Despite public campaigns most families find this is all new information. They therefore find it hard to comprehend while emotionally exhausted, fatigued and often in need of basic sustenance. They focus on trying to protect their loved one and family from any perceived harm.

Misconceptions

Around 80% of the public support organ donation. So it seems unfathomable that families decline donation at death, because logic states that when you die you don’t need your organs anymore.

Like our politicians, people then assume the decision to decline organ donation is irrational and therefore either an opt-out system or legislation to allow first-person or presumed consent should be enacted. Not true.

The reality is more complex and sits in the availability of standardised processes, transparent organisations and provision of good quality patient and family centred end-of-life care. We (society, health-care organisations and health-care workers) abrogate our responsibility for this when we blame families who refuse to donate.

Options for reform

Australia needs to improve its donation rate and there is a continuing bipartisan effort to bring Australia to international best practice.

Some states in the US have recently introduced first-person authorisation. They have increased donation rates by using individual donation registration information from databases to tell families their relative wanted to donate and arranging the donation regardless of the family view.

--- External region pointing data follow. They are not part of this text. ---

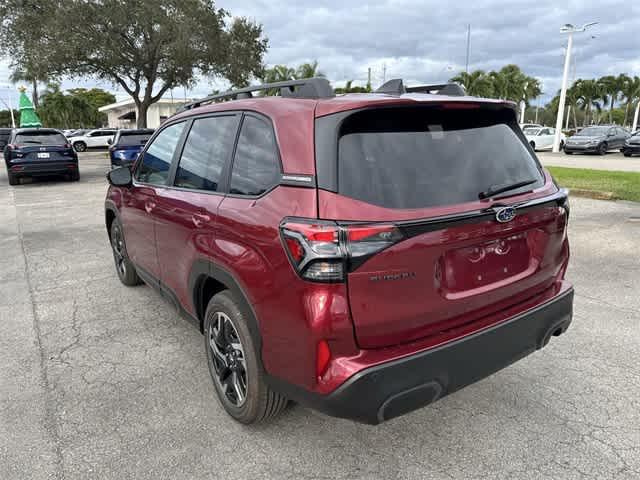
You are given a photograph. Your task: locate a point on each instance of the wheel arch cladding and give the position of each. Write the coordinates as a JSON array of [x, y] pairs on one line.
[[206, 280]]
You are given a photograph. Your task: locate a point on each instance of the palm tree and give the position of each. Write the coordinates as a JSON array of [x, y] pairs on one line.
[[476, 83], [32, 76], [611, 90], [630, 94], [589, 94]]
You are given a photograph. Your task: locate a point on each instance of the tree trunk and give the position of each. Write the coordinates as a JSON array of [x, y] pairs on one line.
[[626, 115], [611, 112], [34, 93], [141, 114]]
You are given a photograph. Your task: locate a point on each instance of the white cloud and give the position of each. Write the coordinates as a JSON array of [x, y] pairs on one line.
[[424, 41]]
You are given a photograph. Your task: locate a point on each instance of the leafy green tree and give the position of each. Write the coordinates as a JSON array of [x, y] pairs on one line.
[[144, 46], [589, 97], [282, 73], [5, 118], [75, 109]]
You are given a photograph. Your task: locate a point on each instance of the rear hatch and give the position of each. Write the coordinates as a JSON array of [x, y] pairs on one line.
[[42, 147], [465, 240]]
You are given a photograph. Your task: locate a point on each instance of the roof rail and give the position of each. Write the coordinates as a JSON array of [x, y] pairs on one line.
[[315, 87], [396, 87]]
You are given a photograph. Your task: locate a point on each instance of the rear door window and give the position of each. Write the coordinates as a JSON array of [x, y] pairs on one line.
[[207, 149], [156, 161], [128, 140], [407, 158], [256, 166]]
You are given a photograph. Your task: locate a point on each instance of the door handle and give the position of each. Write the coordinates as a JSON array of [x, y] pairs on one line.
[[199, 218]]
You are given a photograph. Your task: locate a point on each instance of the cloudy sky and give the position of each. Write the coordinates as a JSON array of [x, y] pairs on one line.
[[425, 41]]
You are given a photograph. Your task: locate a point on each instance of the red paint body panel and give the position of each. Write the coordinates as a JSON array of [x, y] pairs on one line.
[[293, 122], [365, 323]]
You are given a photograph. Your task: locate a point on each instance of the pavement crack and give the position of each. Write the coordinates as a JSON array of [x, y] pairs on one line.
[[50, 422]]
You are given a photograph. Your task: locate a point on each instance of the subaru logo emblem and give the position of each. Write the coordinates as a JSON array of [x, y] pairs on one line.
[[505, 214]]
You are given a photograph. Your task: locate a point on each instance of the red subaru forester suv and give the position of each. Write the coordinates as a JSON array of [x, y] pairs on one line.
[[362, 254]]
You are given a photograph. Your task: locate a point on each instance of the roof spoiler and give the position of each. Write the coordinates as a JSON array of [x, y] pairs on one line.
[[396, 87], [315, 87]]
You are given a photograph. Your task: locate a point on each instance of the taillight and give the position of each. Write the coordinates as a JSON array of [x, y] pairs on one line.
[[323, 251]]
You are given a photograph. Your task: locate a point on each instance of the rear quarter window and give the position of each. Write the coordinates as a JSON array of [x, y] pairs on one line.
[[406, 158]]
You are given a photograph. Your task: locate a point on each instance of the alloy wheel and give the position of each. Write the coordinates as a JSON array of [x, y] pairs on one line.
[[228, 358]]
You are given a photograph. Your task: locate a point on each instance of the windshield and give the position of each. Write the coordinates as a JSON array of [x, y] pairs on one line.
[[592, 132], [40, 138], [424, 157], [129, 139]]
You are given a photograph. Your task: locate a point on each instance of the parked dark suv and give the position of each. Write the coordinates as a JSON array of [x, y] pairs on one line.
[[363, 255], [33, 152]]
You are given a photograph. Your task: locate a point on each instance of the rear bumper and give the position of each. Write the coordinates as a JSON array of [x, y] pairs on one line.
[[633, 149], [392, 389], [49, 168]]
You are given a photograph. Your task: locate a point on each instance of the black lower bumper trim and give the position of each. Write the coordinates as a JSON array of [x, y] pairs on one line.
[[398, 387]]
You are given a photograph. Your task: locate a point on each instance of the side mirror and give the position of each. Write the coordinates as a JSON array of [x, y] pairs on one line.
[[120, 177]]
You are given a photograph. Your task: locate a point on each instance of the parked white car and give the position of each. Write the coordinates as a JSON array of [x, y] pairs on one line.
[[93, 139], [541, 138]]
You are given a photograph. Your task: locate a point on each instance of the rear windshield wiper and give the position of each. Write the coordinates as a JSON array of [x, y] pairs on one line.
[[505, 187]]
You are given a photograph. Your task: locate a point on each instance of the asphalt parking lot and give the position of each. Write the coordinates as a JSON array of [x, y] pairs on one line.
[[610, 161], [103, 381]]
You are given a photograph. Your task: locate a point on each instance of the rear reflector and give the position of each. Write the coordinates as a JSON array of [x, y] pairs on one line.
[[323, 355]]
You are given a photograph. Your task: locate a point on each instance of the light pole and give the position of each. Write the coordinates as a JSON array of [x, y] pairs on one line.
[[13, 120], [570, 30]]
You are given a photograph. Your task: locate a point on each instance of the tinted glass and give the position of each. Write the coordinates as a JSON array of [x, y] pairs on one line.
[[592, 132], [40, 138], [207, 149], [256, 167], [133, 139], [156, 161], [424, 157]]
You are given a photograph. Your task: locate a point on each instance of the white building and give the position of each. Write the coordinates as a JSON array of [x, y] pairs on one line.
[[123, 114]]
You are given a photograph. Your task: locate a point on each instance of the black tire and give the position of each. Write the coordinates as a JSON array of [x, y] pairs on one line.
[[233, 368], [125, 269], [80, 147], [602, 149]]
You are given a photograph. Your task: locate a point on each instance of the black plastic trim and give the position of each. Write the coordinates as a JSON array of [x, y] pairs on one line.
[[397, 387]]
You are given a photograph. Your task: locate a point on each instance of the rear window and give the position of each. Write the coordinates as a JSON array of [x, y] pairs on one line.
[[40, 138], [128, 139], [424, 157]]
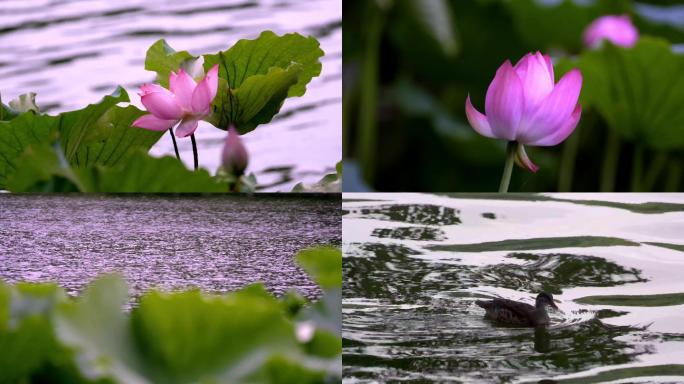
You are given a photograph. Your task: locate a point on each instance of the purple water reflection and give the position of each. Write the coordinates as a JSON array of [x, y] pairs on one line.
[[73, 52], [217, 243]]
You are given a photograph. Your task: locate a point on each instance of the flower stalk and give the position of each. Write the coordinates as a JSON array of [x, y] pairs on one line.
[[508, 166], [175, 145]]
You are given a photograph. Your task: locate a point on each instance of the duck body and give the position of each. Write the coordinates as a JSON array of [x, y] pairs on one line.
[[518, 314]]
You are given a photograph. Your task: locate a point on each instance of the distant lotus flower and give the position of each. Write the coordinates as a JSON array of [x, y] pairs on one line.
[[619, 30], [186, 102], [524, 107], [234, 157]]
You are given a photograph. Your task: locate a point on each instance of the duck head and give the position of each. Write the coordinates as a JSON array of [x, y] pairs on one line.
[[544, 299]]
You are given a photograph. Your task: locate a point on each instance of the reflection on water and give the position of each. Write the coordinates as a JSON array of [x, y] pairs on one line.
[[73, 52], [217, 243], [409, 310]]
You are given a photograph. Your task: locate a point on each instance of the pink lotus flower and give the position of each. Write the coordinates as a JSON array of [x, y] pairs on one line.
[[186, 102], [523, 105], [619, 30], [234, 157]]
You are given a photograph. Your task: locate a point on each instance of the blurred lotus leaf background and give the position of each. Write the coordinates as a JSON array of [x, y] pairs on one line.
[[410, 64]]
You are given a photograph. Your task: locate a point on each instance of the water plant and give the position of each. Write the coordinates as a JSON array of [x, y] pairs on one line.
[[410, 73], [103, 147], [247, 336], [524, 107]]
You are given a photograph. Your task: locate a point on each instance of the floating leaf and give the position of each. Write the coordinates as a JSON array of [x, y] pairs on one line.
[[17, 134], [24, 103], [101, 133], [331, 182]]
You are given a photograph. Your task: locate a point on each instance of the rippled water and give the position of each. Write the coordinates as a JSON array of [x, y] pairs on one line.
[[217, 243], [73, 52], [414, 265]]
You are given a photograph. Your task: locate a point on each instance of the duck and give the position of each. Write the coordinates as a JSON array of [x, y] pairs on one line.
[[517, 313]]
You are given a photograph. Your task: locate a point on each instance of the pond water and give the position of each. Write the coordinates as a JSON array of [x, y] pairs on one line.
[[216, 243], [73, 52], [414, 265]]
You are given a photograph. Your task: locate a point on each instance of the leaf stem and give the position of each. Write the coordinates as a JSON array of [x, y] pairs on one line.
[[175, 145], [508, 167], [610, 160], [194, 151]]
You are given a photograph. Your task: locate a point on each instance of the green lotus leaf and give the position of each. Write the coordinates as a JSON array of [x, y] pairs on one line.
[[255, 76], [639, 91], [163, 59]]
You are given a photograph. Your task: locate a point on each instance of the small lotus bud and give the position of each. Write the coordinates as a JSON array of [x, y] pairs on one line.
[[234, 157]]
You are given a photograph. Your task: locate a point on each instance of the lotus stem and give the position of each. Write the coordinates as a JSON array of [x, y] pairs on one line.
[[194, 151], [569, 156], [508, 167], [610, 160], [637, 167], [367, 137], [175, 145]]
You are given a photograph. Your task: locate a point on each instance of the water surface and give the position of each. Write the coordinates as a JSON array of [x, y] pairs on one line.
[[217, 243], [414, 264], [73, 52]]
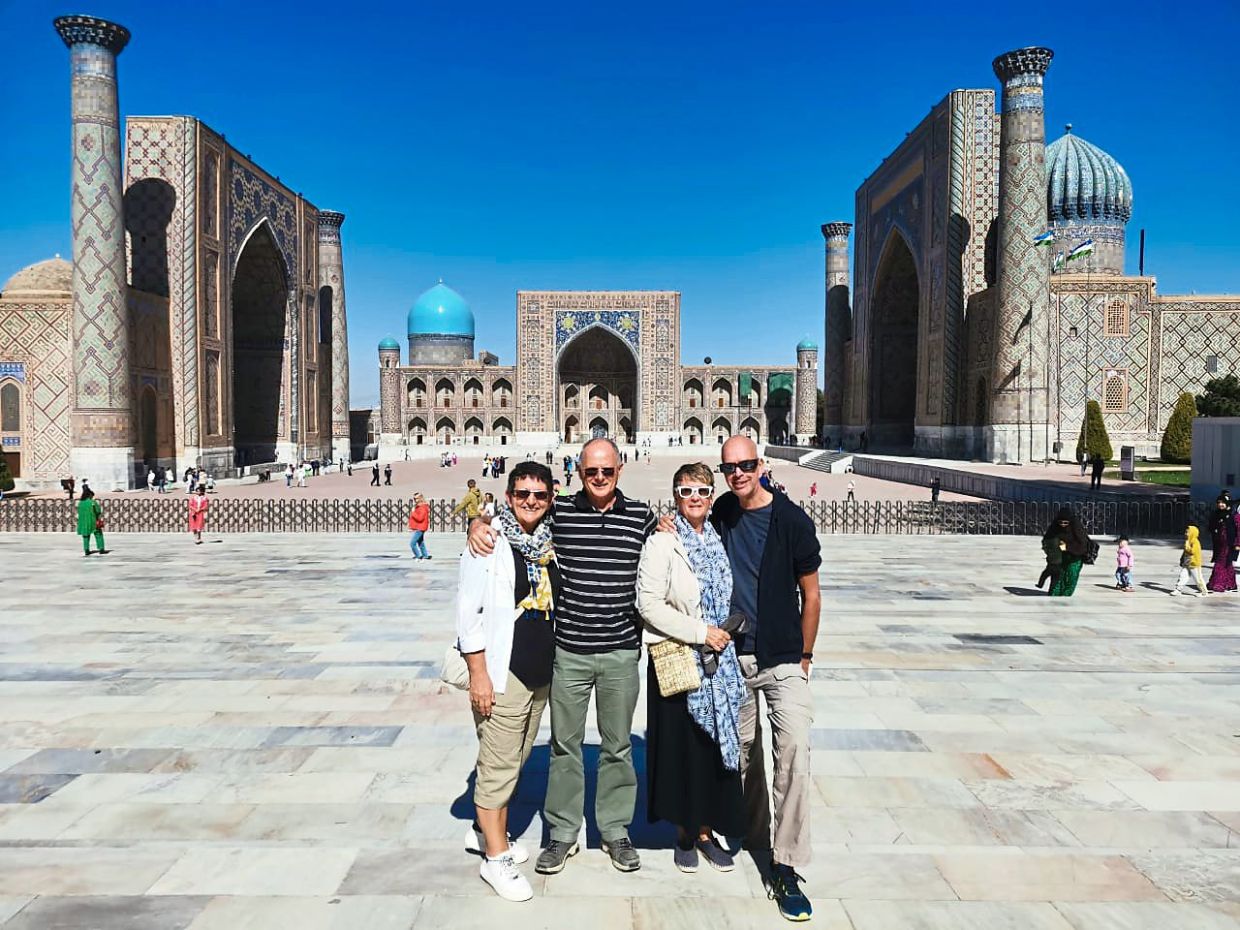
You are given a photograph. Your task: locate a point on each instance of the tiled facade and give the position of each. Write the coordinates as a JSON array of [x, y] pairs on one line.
[[962, 329], [166, 367]]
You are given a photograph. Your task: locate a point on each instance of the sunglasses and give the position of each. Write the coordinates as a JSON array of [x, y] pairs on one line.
[[687, 491], [523, 494]]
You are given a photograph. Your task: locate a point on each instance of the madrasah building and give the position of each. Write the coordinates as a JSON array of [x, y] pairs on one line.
[[589, 363], [962, 330]]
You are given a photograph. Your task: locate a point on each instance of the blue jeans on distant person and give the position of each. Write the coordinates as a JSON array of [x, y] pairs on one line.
[[417, 542]]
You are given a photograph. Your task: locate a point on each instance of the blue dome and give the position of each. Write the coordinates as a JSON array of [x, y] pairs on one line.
[[440, 311], [1084, 184]]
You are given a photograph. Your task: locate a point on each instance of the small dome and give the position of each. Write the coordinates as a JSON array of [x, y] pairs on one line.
[[53, 275], [1085, 184], [440, 311]]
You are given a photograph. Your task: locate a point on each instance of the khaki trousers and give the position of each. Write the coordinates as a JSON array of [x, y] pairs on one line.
[[505, 740], [790, 714]]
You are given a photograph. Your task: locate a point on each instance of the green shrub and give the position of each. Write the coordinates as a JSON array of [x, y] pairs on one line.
[[1177, 445], [1094, 439]]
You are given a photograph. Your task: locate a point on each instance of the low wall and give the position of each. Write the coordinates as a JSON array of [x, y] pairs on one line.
[[1136, 517], [993, 487]]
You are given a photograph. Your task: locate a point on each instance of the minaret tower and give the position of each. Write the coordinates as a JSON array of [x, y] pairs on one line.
[[101, 438], [838, 329], [806, 391], [331, 274], [1019, 407]]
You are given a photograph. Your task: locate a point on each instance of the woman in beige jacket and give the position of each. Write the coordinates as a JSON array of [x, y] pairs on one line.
[[692, 739]]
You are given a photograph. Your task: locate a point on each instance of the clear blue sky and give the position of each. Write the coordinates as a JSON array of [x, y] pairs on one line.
[[690, 146]]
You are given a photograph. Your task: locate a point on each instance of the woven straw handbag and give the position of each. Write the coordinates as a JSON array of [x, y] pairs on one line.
[[675, 667]]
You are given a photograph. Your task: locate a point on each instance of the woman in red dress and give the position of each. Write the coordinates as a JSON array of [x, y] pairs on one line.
[[199, 506]]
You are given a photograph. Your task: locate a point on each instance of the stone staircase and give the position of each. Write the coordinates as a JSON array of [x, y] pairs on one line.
[[827, 461]]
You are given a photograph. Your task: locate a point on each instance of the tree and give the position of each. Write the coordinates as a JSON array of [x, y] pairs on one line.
[[1222, 397], [1094, 439], [1177, 443]]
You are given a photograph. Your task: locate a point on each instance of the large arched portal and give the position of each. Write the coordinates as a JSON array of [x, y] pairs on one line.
[[599, 366], [259, 315], [893, 367]]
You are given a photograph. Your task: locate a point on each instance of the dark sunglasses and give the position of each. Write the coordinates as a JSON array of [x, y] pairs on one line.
[[690, 491], [522, 494]]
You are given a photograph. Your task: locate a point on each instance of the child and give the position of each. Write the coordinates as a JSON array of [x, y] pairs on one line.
[[1053, 547], [1191, 562], [1124, 566]]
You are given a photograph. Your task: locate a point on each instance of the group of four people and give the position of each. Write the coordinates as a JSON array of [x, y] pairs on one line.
[[557, 597]]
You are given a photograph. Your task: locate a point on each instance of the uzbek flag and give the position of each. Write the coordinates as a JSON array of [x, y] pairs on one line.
[[1085, 248]]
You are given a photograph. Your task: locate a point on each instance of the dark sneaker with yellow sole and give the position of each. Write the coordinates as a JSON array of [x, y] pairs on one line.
[[624, 857], [785, 890]]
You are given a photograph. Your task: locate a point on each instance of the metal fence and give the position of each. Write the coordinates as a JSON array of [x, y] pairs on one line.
[[166, 513]]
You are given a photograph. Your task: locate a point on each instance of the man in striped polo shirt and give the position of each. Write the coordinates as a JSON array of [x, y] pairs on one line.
[[598, 536]]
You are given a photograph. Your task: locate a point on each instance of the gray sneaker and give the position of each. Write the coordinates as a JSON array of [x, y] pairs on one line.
[[685, 859], [716, 854], [624, 857], [552, 858]]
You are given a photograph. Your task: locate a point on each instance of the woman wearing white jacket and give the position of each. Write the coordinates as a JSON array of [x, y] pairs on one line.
[[505, 630]]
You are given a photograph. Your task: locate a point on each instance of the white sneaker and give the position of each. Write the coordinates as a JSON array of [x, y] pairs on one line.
[[476, 842], [504, 877]]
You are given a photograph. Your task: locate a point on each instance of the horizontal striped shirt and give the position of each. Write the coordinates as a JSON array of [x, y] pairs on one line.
[[598, 553]]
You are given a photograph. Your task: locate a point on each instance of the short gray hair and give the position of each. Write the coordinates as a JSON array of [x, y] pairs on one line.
[[609, 440]]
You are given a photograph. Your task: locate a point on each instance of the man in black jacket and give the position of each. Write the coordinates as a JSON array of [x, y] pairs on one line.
[[775, 556]]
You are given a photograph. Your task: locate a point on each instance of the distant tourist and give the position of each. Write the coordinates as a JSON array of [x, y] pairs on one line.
[[199, 506], [1095, 479], [419, 523], [692, 733], [1225, 538], [1124, 563], [1053, 549], [1191, 564], [471, 501], [1068, 527], [505, 630], [89, 521]]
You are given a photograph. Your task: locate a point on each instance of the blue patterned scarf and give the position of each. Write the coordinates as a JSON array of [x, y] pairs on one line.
[[716, 706]]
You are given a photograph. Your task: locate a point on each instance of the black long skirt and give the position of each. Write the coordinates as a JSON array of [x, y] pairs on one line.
[[687, 783]]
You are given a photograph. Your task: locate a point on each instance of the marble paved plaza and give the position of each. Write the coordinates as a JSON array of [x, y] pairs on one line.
[[249, 734]]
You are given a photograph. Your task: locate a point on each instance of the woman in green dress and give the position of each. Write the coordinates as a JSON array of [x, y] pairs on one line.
[[89, 521], [1068, 527]]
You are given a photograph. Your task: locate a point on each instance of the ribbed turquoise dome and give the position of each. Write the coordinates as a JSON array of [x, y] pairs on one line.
[[440, 311], [1085, 184]]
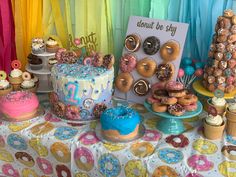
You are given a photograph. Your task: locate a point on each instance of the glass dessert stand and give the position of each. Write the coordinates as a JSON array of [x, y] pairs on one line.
[[170, 124]]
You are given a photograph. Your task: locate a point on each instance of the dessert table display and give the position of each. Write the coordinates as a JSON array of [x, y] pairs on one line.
[[49, 146]]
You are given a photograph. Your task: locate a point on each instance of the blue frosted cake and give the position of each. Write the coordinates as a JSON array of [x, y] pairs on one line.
[[81, 91], [120, 123]]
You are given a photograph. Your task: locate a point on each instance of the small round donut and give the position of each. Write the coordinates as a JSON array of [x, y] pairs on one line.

But ethicists and researchers are already flagging problems. Health professionals and the wider community have been surprised at the psychological impact on families who fear the organ donation process might somehow harm their dying relative.

Also, people are registering to donate without knowing the organ donation process, which may lead to a loss of trust and, over time, contribute to a further reduction in organ donation.

Arranging organ donation and coordinating the teams is a complex organisational event involving hundreds of staff. Tyler Olson/Shutterstock

Another strategy that could prove effective in Australia – and return the onus of responsibility of organ donation performance back to the health care professionals charged with the task – is the use of “routine referral” legislation.

This would help increase referrals at death, which are currently dependant on the knowledge, skill and convenience of health-care staff. It would require all deaths and all imminent deaths (likely within 24 hours) to be referred for organ donation consideration.

Routine referral is the standard of care in Spain and the United States and is a large part of why they have high donation rates. It’s also needed in Australia.

Rather than changing the power dynamic between families and hospitals, we should improve our organisational practices and end-of-life care in hospitals. This requires staff to, as far as possible, prevent harm and resolve conflict.

Families and their dying or deceased loved ones also have human rights, and they include the right to a peaceful death and organ donation.